Covid-19 : la sortie du chômage partiel, un défi pour l’Europe
Au début de la pandémie de Covid-19, les pays européens se sont lancés dans une vaste expérimentation économique pour protéger l’emploi : tous ont mis en place des programmes de chômage partiel d’une ampleur sans précédent, permettant aux entreprises de conserver leurs employés à coût très réduit. En avril, 32 millions d’Européens ont ainsi bénéficié de ce système, trois fois plus que le nombre de chômeurs officiels. La France est le pays qui a le plus utilisé ce système, avec 34 % de ses employés au chômage partiel à son pic, devant l’Italie (30 %), l’Espagne (21 %) et l’Allemagne (15 %). En comparaison, après la crise financière de 2008, le chômage partiel concernait entre 1 % et 3 % des employés.

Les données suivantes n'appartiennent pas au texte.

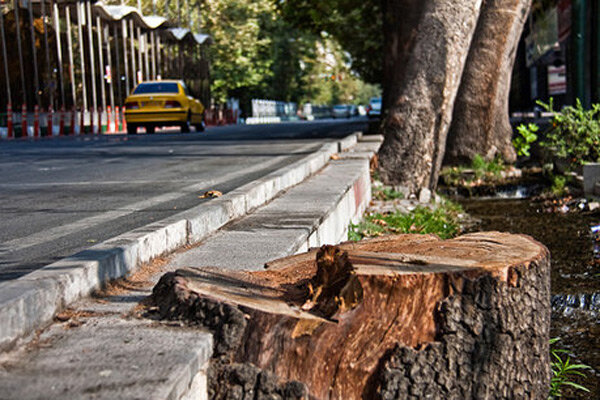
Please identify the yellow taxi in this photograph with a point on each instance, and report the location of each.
(162, 103)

Une étude de la Banque centrale européenne, publiée le 6 janvier, essaie d’évaluer l’efficacité de cette approche. Cela a-t-il permis de préserver l’emploi, les chômeurs partiels retrouvant leur travail une fois la crise passée ? Ou est-on en train de créer des emplois subventionnés qui n’ont plus de raison d’être économique ?
L’étude ne tranche pas, mais se veut plutôt encourageante. En octobre 2020, avec la reprise progressive de l’activité, 8 millions de personnes étaient encore au chômage partiel. Soit quatre fois moins qu’en avril. Pendant ce temps, le taux de chômage est resté relativement stable : en zone euro, il a progressé de 7,2 % avant la pandémie à 8,3 % en novembre 2020.
Travail « réalloué »
Où sont passés ceux qui étaient chômeurs partiels au deuxième trimestre ? Une large partie a retrouvé leur emploi. Mais une autre a non seulement perdu leur travail, mais a abandonné l’idée même d’en chercher un nouveau : ceux-là sont allés joindre les rangs des « inactifs ». Les chercheurs calculent que le taux de participation au marché du travail a baissé de 2 points au premier semestre 2020.
En l’état actuel des statistiques, la répartition exacte entre ces deux catégories n’est pas connue. « Il n’est pas clair de savoir combien de ces travailleurs retrouveront leur travail (…) et combien risquent de le perdre », écrivent les chercheurs dans leurs conclusions.
Néanmoins, plus le temps passe, et plus la raison d’être de certains postes risque de disparaître. Les consommateurs achètent de plus en plus en ligne et pourraient ne pas retourner aussi souvent dans les magasins après la pandémie. Les entreprises numérisent leurs activités, transformant les emplois. Progressivement, le travail va être « réalloué ». « Cette réallocation (…) va dépendre de la durée de la crise et des possibles changements structurels de la demande. Plus le choc durera, plus ce sera nécessaire. »
Le chômage partiel pourrait masquer ce processus. Les chercheurs suggèrent de rendre le système progressivement moins généreux et d’y attacher des conditions (par exemple, obliger l’entreprise à prendre en charge une partie plus importante du salaire). Ils proposent aussi que d’importants programmes de formation soient déployés, pour remettre à niveau ceux qui perdraient leur emploi.